Ronny Marx a 77 ans, Olivia Baker en a 16. Ils ne se connaissent pas et ils ne se sont jamais rencontrés. Pour queer.lu, je leur ai demandé de me confier leurs attentes, leurs craintes, leurs envies et leurs besoins concernant la communauté LGBTIQ+. Rencontre avec deux générations aux convictions pas si éloignées que ça.

Au nom de la diversité

Au premier abord, elle ressemble à une adolescente ordinaire. Une parmi d’autres. Elle semble même un brin timide, Olivia Baker. Mais derrière cette apparence de jeune fille quelconque, se cache une jeune étudiante aux convictions bien ancrées et aux attentes concrètes.

Pour cette américaine originaire de Seattle, dont la famille est venue s’installer au Luxembourg, alors qu’elle n’avait que onze ans, la communauté LGBTIQ+ est avant tout une communauté sûre, où elle peut se sentir à l’aise. Un groupe de personnes avec lequel elle peut communiquer et échanger ses points de vue sur différents aspects de la communauté et sur notre société en général. 

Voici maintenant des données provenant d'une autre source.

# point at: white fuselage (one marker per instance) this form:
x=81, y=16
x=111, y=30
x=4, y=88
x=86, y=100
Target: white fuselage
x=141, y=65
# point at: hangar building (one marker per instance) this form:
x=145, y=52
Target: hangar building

« Je suis très reconnaissante d’avoir ce privilège et de pouvoir me connecter avec d’autres personnes comme moi. Des personnes qui me ressemblent. » En première ligne, ce sont le respect et le soutien qu’elle recherche. « Mais c’est ce que j’attends aussi de ma famille et de mes ami.es. Je pense que malgré l’âge, tout le monde devrait être traité avec gentillesse et respect, peu importe ses décisions et ses choix. »

Cette forme d’ouverture d’esprit, elle la vit et la revendique jusque dans son école, l’ISL (International School of Luxembourg), au sein même d’un comité baptisé DEIJ et qui signifie Diversité, Équité, Inclusion et Justice. « On tente de diffuser et de solidifier la diversité dans toutes les classes de mon école. Le comité travaille constamment et très dur pour faire de mon école un endroit meilleur et plus accueillant. »

Son implication n’est certainement pas le fruit du hasard, mais à l’ouverture d’esprit auquel sa famille l’a habitué depuis le plus jeune âge. « Mon frère de 20 ans est gay, donc oui, probablement que ça a été plus facile pour moi de parler de mon orientation sexuelle avec mes parents », avoue-t-elle en rigolant. « Mes parents ont toujours eu cette mentalité de dire, tu peux aimer qui tu veux et donc ça m’a un peu choqué quand j’ai compris que pas tout le monde grandissait avec une telle mentalité. »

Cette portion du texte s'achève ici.